Michelle Obama calls on Trump administration to make voting easier and more accessible
The former First Lady is advocating for voting rights.
Keeping Americans safe during a global pandemic is a non-partisan issue. Former First Lady Michelle Obama is hoping the Trump administration will heed her call to keep voters out of harm’s way as they prepare to take part in the upcoming election.
On Monday, Obama and the non-partisan group When We All Vote made a call for greater vote-by-mail options, early voting in person, and online registration. To get their point across, they released a video that included celebrities also supportive of the cause.
“No American should have to choose between making their voice heard and staying safe,” the former first lady wrote on Twitter. “Expanding access to #VoteByMail, online voter registration and early voting are critical steps for this moment—they’re also long overdue.”
No American should have to choose between making their voice heard and staying safe. Expanding access to #VoteByMail, online voter registration and early voting are critical steps for this moment—they’re also long overdue. https://t.co/s0KZ2Pj6zw
— Michelle Obama (@MichelleObama) April 13, 2020
Her plea comes just a week after a controversial Wisconsin primary. To adhere to social distancing guidelines, Democrats attempted to postpone the Tuesday election, but were blocked by Republicans.
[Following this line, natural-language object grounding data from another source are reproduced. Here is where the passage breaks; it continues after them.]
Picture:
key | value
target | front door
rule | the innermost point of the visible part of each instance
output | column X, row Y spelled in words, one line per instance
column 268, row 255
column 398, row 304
As a result, in Milwaukee where there are usually 180 polling places available, only five were available, ramping up allegations that the GOP was trying to stifle election turnout.
“Today, Wisconsin voters had to choose between making their voice heard and keeping themselves and their family safe,” Obama wrote on Twitter at the time. “No American should ever have to make that choice.”
“We must do better to ensure voting is safe for all voters,” she added.
Obama and her counterparts are asking the government to funnel resources into early voting to help people avoid long lines. In addition to that, if mail-in ballots replaced in-person voting entirely, poll workers wouldn’t have to face the risk of interacting with the public.
The former first lady, a co-chair of the organization, said there are long overdue and “critical steps for this moment.”
“Americans should never have to choose between making their voices heard and keeping themselves and their families safe,” she said in a statement. “There is nothing partisan about striving to live up to the promise of our country: making the democracy we all cherish more accessible, and protecting our neighbors, friends and loved ones as they participate in this cornerstone of American life.”